Orang yang mencapai puncak gunung itu lajimnya hanya sebagain kecil dari demikian banyak orang, jumlahnya sama persis dengan bentuk puncak gunung yang lebih kecil dibandingkan dasar gunung. Gunung itu umumnya berbentuk mengerucut di puncaknya, dabn puncak yang kecil itu hanya milik orang yang sukses melakukan pendakian dengan gigih mencapai puncak tertinggi.
Selain ada orang yang memiliki sikap Climber, Stoltz juga menyebut ada orang yang memilih sebagai "Campers", atau orang yang memilih untuk berkemah. Yaitu orang yang merasa sudah cukup memotivasi diri sendiri tetapi tidak berupaya untuk bekerja lebiha keras mencapai hasil lebih baik. Orang seperti ini sering disebut dengan orang yang gampang merasa puas, tidak terdorong untuk bekerja lebih untuk mencapai hasil yang lebih melimpah.
Sama halnya dengan orang yang pada dasarnya memiliki keinginan sebagai pendaki gunung, tetapi setelah melakukan pendakian di tengah jalan memilih berhenti menikmati apa yang sudah dicapainya dengan berkemah di tengah perjalanan menikmati apa adanya yang telah diperolehnya, dan merasa sudah puas dengan itu saja.
Yang terakhir, dan yang paling memprihatinkan adalah orang yang memilih menjadi "Quitter" atau Orang-orang yang memilih berhenti melakukan pendakian, belum mencoba melakukan pendakian sudah duluan memilih tidak mendaki dengan alasan mendaki gunung itu melelahkan, mengancan nyawa dan merupakan pekerjaan sia-sia.
Kaum Quitter ini umumnya memilih jalan hidup dengan pertimbangan sudah merasa cukup hanya terpenuhi kebutuhan hidupnya secukupnya, tidak memiliki motivasi kuat atau ambisi tinggi tetapi memilih bekerja secukupnya dan santai tanpa memikul beban berat, pantang putus asa serta sering menyalahkan keadaan.
Analogi diatas memberi gambaran perbedaan kontras sikap atau kerangka berpikir yang dimiliki oleh orang sukses dibanddaringkan dengan orang yang hidupnya memprihatinkan.
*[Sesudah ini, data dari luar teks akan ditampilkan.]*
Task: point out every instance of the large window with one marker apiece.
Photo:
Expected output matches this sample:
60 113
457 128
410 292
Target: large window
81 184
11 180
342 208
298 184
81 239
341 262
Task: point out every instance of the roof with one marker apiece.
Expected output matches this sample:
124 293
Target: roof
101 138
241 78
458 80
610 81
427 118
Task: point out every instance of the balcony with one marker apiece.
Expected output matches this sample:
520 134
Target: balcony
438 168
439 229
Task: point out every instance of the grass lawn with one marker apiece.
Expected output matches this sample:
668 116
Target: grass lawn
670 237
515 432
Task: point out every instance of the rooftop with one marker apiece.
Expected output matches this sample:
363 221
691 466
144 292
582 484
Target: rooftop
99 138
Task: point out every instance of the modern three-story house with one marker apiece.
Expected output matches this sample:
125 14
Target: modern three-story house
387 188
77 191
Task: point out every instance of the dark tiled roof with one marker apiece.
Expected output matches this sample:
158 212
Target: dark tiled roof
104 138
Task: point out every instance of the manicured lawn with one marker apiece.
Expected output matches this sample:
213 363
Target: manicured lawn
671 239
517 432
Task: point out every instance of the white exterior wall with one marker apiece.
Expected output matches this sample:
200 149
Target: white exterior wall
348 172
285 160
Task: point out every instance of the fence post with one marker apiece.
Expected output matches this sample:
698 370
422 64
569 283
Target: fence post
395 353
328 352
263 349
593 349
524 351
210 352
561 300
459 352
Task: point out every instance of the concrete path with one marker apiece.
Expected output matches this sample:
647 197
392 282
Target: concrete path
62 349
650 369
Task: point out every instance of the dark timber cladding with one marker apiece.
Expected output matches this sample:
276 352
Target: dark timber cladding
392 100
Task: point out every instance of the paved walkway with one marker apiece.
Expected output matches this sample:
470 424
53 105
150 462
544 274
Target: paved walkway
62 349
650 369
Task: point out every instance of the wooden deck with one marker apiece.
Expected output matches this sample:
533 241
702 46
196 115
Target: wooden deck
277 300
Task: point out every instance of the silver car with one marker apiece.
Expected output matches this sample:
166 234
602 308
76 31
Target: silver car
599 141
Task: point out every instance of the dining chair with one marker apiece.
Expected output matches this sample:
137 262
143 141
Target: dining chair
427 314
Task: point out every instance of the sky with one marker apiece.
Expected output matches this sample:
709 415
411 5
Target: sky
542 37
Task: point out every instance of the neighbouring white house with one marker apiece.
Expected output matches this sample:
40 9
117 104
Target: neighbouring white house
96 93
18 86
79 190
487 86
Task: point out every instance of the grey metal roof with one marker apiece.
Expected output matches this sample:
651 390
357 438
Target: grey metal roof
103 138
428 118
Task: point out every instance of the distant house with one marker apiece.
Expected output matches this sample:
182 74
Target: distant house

Â Stoltz menyebutkan perbedaan mencolok diantara orang sukses dengan orang gagal adalah orang sukses itu umumnya memiliki kecerdasan dalam menghadapi rintangan atau kesulitan secara teratut yang disebutnya sebagai Adversity Quitient.
Dalam kehidupan untuk meraih kesuksesan hidup, baik dalam karir maupun profesi tidak cukup hanya mengandalkan kemampuan IQ, tetapi keberhasilan seseorang cenderung karena faktor kecerdasan bertahan dalam kesulitan dan kemampuan menaklukkan hambatan, yaitu Adversity Quitient (AQ).
Sikap lebih senang meminta-minta dan hanya berharap dari bantuan belas kasihan orang lain merupakan salah satu bentuk ekspresi sikap kaum Quitter, memiliki motivasi rendah, Â atau daya dorong untuk berprestasi lemah, ingin hidup santai karena merasa cepat puas dengan memperoleh sesuatu secukupnya.
Oleh karena itu bicara tentang dampak buruk sikap meminta-minta yang paling penting dibicarakan adalah masalah kerangka berpikir atau mindset seseorang, terutama yang berkaitan dengan daya dorong untuk berprestasi (Achievement Drive) yang sangat rendah dalam diri seseorang. Â Untuk mengentaskan sikap meminta-minta dibutuhkan proses pergeseran atau merubah kerangka berpikir (Mindset Change).